CCAA offers struggling corporations a way to avoid bankruptcy

This article looks at how corporations can avoid bankruptcy through the Companies' Creditors Arrangement Act (CCAA).

For larger corporations that are struggling financially, the Companies' Creditors Arrangement Act (CCAA) could be the lifeline they need to pay their debts and return to financial stability. The CCAA gives struggling corporations protection from creditors while allowing them to avoid filing for bankruptcy. As Industry Canada notes, by giving a company the chance to work out a plan to repay its debts and possibly restructure its business, the CCAA helps ensure not only the survival of the corporation itself, but also preserves jobs and creditors' returns.

What is the CCAA?

The CCAA is a federal status that provides court protection for struggling companies so that they have the opportunity to come up with a plan for repaying creditors more than they would receive in a bankruptcy. The CCAA allows corporations to address both creditors and shareholders. It is, however, only available to corporations that owe more than $5 million to their creditors. Smaller businesses are not eligible under the CCAA, although they may be able to pursue a corporate restructuring plan either through an informal arrangement or through similar proceedings under the Bankruptcy and Insolvency Act.

How it works

The company initially makes an application for court protection that, if accepted, will result in a court order giving the company 30 days of protection from creditors so it can work out a Plan of Arrangement. The 30-day stay can be extended by the court for an indefinite period of time, although creditors can also petition the court to have the stay lifted.

The Plan of Arrangement is the company's proposal to its creditors for how it plans to repay its debts and it may include a corporate restructuring plan. The Plan of Arrangement may, for example, propose downsizing the company, offering less than 100 cents on the dollar for outstanding debts, liquidating assets, extending the debt repayment schedule, finding new sources of capital, and so on.

The Monitor, an independent accounting firm that is appointed by the court, plays a crucial role during this process. As PricewaterhouseCoopers Canada notes, the Monitor's main role is often to make sure the company is complying with all court orders. The Monitor may also advise the company on its Plan of Arrangement, but it has no control over the actual management of the company itself.

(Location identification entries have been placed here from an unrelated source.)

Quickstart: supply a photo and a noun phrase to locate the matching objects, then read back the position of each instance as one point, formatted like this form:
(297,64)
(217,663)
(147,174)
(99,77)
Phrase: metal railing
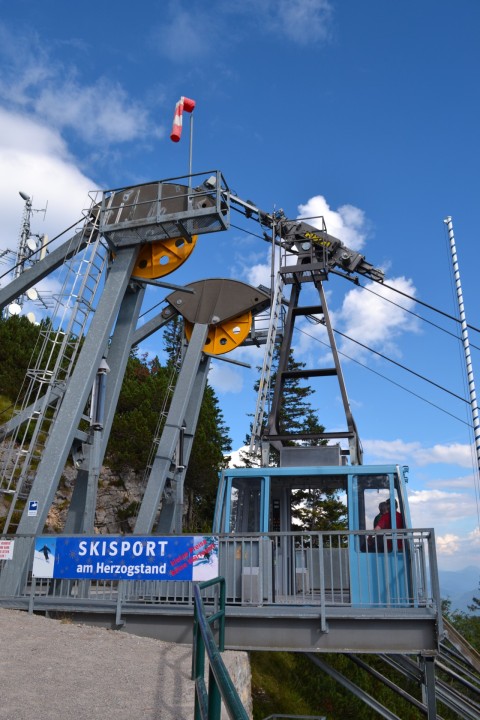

Once the Plan of Arrangement is prepared, it is delivered to the creditors by the Monitor. The creditors will be able to vote on the Plan and, if it is accepted, then the company will have to attain court sanction for the Plan. In sanctioning the Plan, the court will want to see that it is fair and reasonable, complies with the law and previous court orders, and that it is feasible. Once sanctioned, the Plan becomes binding on both the company and its creditors. If either the creditors or the court rejects the Plan, then the stay protecting the company from its creditors is usually lifted, although the corporation does not automatically enter bankruptcy when this happens. Alternatives to bankruptcy may still be available to corporations whose Plan of Arrangement has been rejected.

Legal advice

The CCAA is just one route that struggling companies can use to avoid bankruptcy. Regardless of its size and circumstances, any company that finds its financial situation getting out of hand should consult with an insolvency and restructuring law firm about all the options that may be available to it.